UBC Theses and Dissertations
A cross-sectional study to evaluate the effect of statins on Achilles tendon morphology using ultrasound tissue characterization. de Sá, Agnetha
There has been growing interest in studying the possible effects of statins on tendons due to case studies and retrospective chart reviews that reported a potential relationship between statin use and tendon pathology, as well as laboratory studies demonstrating that statins directly influence tenocyte metabolism. However, a recent epidemiological study found no association between statin use and the risk of tendon rupture. Since statins are widely used cholesterol-lowering medications, it is important to understand the potential relationship between statin use and tendon health.

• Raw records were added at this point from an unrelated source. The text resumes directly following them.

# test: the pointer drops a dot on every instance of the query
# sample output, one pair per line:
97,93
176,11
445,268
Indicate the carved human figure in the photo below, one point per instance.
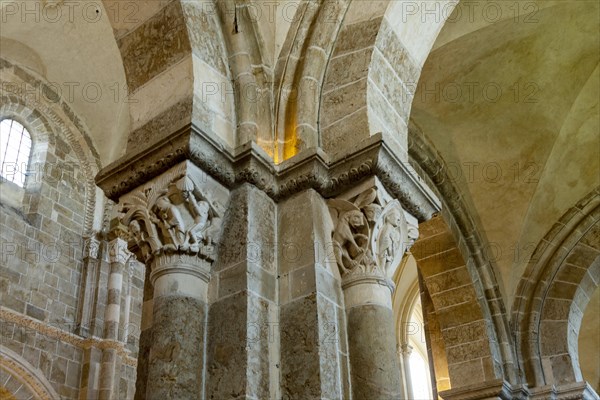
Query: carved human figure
372,212
351,246
170,223
390,239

With the use of Ultrasound Tissue Characterization (UTC), the aims of this pilot cross-sectional study were to see if there were signs of reduced collagen organization or increased cross-sectional area (CSA) of the Achilles tendon in individuals who had been taking statins for at least a year (the Statin group), compared to those who had never taken a statin (the Control group). We hypothesized that individuals in the Statin group would demonstrate a greater cross-sectional area and reduced collagen organization (determined by the percent of echo-type I) of their Achilles tendons compared to individuals in the Control group. To test this hypothesis, we analyzed the UTC scans of 66 individuals who were either taking Statins (n=33) or who had never taken statins (n=33, control group) and compared their resulting Achilles tendon CSA and echo-type I values. There were no significant differences in Achilles tendon CSA or proportion of echo-type I patterns between the two groups, implying that statins do not negatively impact the health of the Achilles tendon. In the entire cohort (n=66), there were significant effects of age (r = -0.31, p = 0.012) and BMI (r = -0.31, p = 0.012) on echo-type I values. These findings support previous work which demonstrated a lack of association between statin use and tendon pathology, but demonstrate the negative effects of aging and elevated BMI on tendon health.